Una pesantissima escalation militare rischia di far saltare in aria il delicatissimo accordo di pace a distanza tra Stati Uniti e Iran proprio a un passo dalla firma. Nelle ultime ore, le Forze di Difesa Israeliane (IDF) hanno sferrato un violento raid aereo sulla periferia sud di Beirut, considerata da Teheran una delle “linee rosse” invalicabili all’interno dei negoziati diplomatici.

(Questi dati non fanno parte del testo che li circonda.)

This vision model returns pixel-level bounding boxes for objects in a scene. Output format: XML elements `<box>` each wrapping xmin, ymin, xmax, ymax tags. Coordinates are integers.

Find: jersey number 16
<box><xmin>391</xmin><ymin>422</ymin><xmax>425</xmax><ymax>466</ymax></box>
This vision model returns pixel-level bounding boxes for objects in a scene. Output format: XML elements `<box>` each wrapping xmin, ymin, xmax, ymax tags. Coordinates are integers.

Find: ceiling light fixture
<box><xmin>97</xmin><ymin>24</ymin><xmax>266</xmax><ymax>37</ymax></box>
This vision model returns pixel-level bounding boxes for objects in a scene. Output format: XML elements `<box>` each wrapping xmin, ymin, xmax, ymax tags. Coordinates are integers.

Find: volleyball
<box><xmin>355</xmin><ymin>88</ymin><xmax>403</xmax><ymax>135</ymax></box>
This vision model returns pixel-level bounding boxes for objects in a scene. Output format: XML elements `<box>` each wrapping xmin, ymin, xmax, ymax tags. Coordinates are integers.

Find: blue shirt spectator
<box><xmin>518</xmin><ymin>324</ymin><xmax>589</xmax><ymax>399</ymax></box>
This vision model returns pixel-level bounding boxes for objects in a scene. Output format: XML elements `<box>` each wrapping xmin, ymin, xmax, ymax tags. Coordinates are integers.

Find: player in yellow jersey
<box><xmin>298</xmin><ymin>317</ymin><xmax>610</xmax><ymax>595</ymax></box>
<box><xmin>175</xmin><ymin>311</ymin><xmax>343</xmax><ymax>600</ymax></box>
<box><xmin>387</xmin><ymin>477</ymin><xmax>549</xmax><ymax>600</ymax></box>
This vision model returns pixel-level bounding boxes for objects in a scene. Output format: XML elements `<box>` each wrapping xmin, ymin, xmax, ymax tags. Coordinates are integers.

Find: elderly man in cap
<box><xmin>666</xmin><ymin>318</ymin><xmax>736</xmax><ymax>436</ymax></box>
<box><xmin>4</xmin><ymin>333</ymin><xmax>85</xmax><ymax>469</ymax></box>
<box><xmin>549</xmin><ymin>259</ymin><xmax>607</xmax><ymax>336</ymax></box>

Il bombardamento ha scatenato la furia del presidente americano Donald Trump, che ha attaccato frontalmente il premier israeliano Benjamin Netanyahu, accusandolo di totale mancanza di senso strategico.
La furia di Trump: «Bibi non ha un cazzo di buon senso, ero incazzato nero»

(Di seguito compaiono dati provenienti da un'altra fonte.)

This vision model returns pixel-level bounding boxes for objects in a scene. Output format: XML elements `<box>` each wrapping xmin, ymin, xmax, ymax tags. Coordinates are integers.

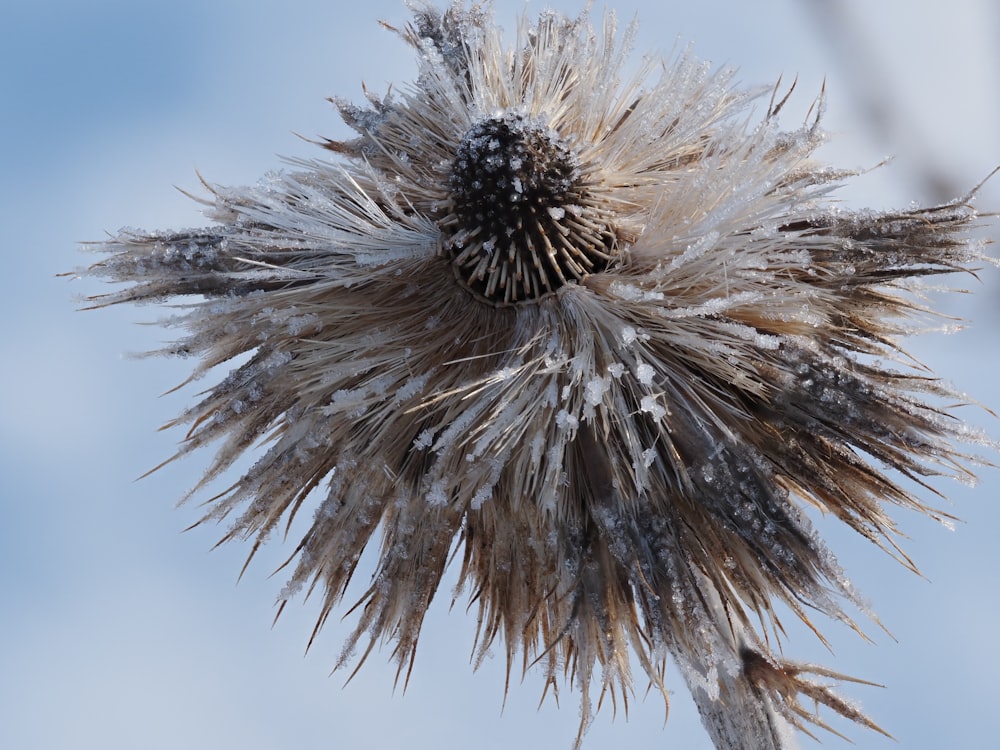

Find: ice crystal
<box><xmin>77</xmin><ymin>3</ymin><xmax>993</xmax><ymax>749</ymax></box>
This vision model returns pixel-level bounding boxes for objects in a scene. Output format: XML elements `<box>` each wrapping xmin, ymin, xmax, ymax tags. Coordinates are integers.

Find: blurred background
<box><xmin>2</xmin><ymin>1</ymin><xmax>998</xmax><ymax>748</ymax></box>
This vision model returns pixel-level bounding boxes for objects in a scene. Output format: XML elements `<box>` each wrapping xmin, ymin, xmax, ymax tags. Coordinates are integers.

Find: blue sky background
<box><xmin>3</xmin><ymin>1</ymin><xmax>999</xmax><ymax>748</ymax></box>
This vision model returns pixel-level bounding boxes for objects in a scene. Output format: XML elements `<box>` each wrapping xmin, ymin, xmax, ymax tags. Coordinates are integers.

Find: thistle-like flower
<box><xmin>79</xmin><ymin>3</ymin><xmax>993</xmax><ymax>748</ymax></box>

Il presidente degli Stati Uniti non ha usato mezzi termini per esprimere la sua rabbia nei confronti dell’alleato israeliano. Intervistato dal giornalista di Axios Barak Ravid, il tycoon si è lasciato andare a uno sfogo durissimo:
Donald Trump (ad Axios): «Perché Bibi ha dovuto sferrare quel cazzo di attacco? Ero davvero incazzato nero. Gliel’ho fatto sapere. Non ha un cazzo di buon senso. Gliel’ho fatto sapere».

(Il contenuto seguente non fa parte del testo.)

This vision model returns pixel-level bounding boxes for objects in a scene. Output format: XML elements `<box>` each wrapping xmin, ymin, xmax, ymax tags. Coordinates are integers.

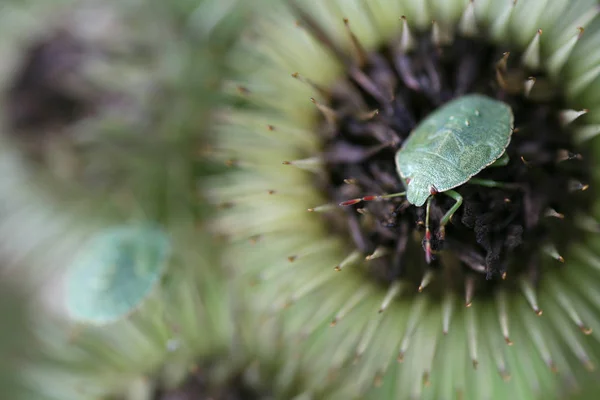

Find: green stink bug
<box><xmin>396</xmin><ymin>94</ymin><xmax>513</xmax><ymax>207</ymax></box>
<box><xmin>341</xmin><ymin>94</ymin><xmax>514</xmax><ymax>263</ymax></box>
<box><xmin>66</xmin><ymin>225</ymin><xmax>171</xmax><ymax>324</ymax></box>
<box><xmin>396</xmin><ymin>94</ymin><xmax>513</xmax><ymax>262</ymax></box>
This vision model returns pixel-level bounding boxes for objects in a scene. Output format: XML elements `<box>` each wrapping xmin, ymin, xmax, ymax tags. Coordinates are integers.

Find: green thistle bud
<box><xmin>209</xmin><ymin>0</ymin><xmax>600</xmax><ymax>398</ymax></box>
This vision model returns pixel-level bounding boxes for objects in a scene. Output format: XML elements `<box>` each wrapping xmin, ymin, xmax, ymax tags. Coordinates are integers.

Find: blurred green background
<box><xmin>0</xmin><ymin>0</ymin><xmax>251</xmax><ymax>399</ymax></box>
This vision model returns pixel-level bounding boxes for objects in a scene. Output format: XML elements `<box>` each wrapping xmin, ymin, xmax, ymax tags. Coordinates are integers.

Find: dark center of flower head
<box><xmin>294</xmin><ymin>13</ymin><xmax>595</xmax><ymax>301</ymax></box>
<box><xmin>152</xmin><ymin>364</ymin><xmax>264</xmax><ymax>400</ymax></box>
<box><xmin>6</xmin><ymin>30</ymin><xmax>89</xmax><ymax>133</ymax></box>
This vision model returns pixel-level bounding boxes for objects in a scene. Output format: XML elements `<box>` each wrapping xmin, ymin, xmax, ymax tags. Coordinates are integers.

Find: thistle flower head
<box><xmin>210</xmin><ymin>0</ymin><xmax>600</xmax><ymax>398</ymax></box>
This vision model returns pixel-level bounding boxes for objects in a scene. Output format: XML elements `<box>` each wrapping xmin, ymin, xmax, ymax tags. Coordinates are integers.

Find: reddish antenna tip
<box><xmin>429</xmin><ymin>186</ymin><xmax>438</xmax><ymax>195</ymax></box>
<box><xmin>424</xmin><ymin>236</ymin><xmax>433</xmax><ymax>264</ymax></box>
<box><xmin>340</xmin><ymin>198</ymin><xmax>362</xmax><ymax>206</ymax></box>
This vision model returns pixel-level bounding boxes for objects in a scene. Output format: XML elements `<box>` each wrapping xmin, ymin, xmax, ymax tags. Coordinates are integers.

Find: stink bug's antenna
<box><xmin>339</xmin><ymin>192</ymin><xmax>406</xmax><ymax>206</ymax></box>
<box><xmin>424</xmin><ymin>196</ymin><xmax>433</xmax><ymax>264</ymax></box>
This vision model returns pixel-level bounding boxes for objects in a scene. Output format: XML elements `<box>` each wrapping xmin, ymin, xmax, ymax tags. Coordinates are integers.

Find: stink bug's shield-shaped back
<box><xmin>66</xmin><ymin>225</ymin><xmax>171</xmax><ymax>324</ymax></box>
<box><xmin>396</xmin><ymin>94</ymin><xmax>514</xmax><ymax>206</ymax></box>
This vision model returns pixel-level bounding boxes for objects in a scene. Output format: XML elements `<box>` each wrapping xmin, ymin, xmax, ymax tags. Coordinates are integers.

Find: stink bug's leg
<box><xmin>439</xmin><ymin>190</ymin><xmax>463</xmax><ymax>240</ymax></box>
<box><xmin>424</xmin><ymin>196</ymin><xmax>433</xmax><ymax>264</ymax></box>
<box><xmin>488</xmin><ymin>152</ymin><xmax>510</xmax><ymax>167</ymax></box>
<box><xmin>467</xmin><ymin>178</ymin><xmax>516</xmax><ymax>188</ymax></box>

Successivamente, sul suo social Truth, il presidente USA ha cercato di gettare acqua sul fuoco nel tentativo di salvare la firma dell’intesa con l’Iran, ridimensionando l’attacco di Hezbollah a cui Tel Aviv ha dichiarato di aver risposto:
Il post di Trump su Truth: «L’attacco di questa mattina a Beirut non avrebbe dovuto verificarsi, soprattutto in un giorno così significativo, mentre siamo ormai a un passo da un accordo di pace con l’Iran. Israele ha il diritto di difendersi, ma l’attacco a cui ha reagito è stato di entità trascurabile e privo di reale rilevanza – senza causare feriti o vittime – e non dovrebbe compromettere questo processo fondamentale. È necessario che tutte le parti facciano un passo indietro. Questo potrebbe essere l’inizio di una pace lunga e meravigliosa: non roviniamola».
Il bilancio dei raid: bombe a Beirut e nel sud del Libano
Nonostante i richiami della Casa Bianca, l’offensiva militare ordinata da Netanyahu è stata massiccia. I caccia israeliani hanno preso di mira la roccaforte di Hezbollah a Dahieh, nella periferia meridionale della capitale libanese.
Secondo quanto riportato dal quotidiano libanese L’Orient Le Jour, l’aviazione e l’artiglieria israeliane hanno bombardato a tappeto numerosi villaggi nel sud del Paese – tra cui Tebnine, Haniyeh, Chaitiyeh, Kaouthariyet el Sayyad e Kfar Sir – provocando vasti incendi boschivi sulla collina di Ali Taher e colpendo con un drone anche una motocicletta in movimento nella città di Ansar.
L’Iran accusa gli USA: «Washington è debole, risposta forte in arrivo»
Il raid su Beirut ha provocato l’immediata reazione dei vertici politici e militari della Repubblica Islamica, che ora mettono in dubbio l’affidabilità degli Stati Uniti come garanti della tregua. Il capo negoziatore e presidente del Parlamento iraniano, Abbas Ghalibaf, ha accusato direttamente Washington di aver dato il via libera a Israele: «Questo attacco è la prova lampante che gli Stati Uniti non sono disposti o non sono in grado di rispettare i propri impegni internazionali».
Ancor più duro l’avvertimento lanciato da Ebrahim Azizi, presidente della Commissione per la Sicurezza Nazionale del Parlamento di Teheran:
Ebrahim Azizi su X: «Il crimine di oggi del regime sionista a Dahieh, Beirut, ha una volta di più dimostrato che gli Stati Uniti sono deboli e privi di credibilità, poiché non sono nemmeno in grado di controllare questo regime illegittimo. Una forte risposta è in arrivo».
Mentre il memorandum digitale per il cessate il fuoco entra formalmente in una fase di stallo critico, l’intera regione del Medio Oriente resta col fiato sospeso in attesa delle contromisure militari promesse dai Pasdaran e da Hezbollah.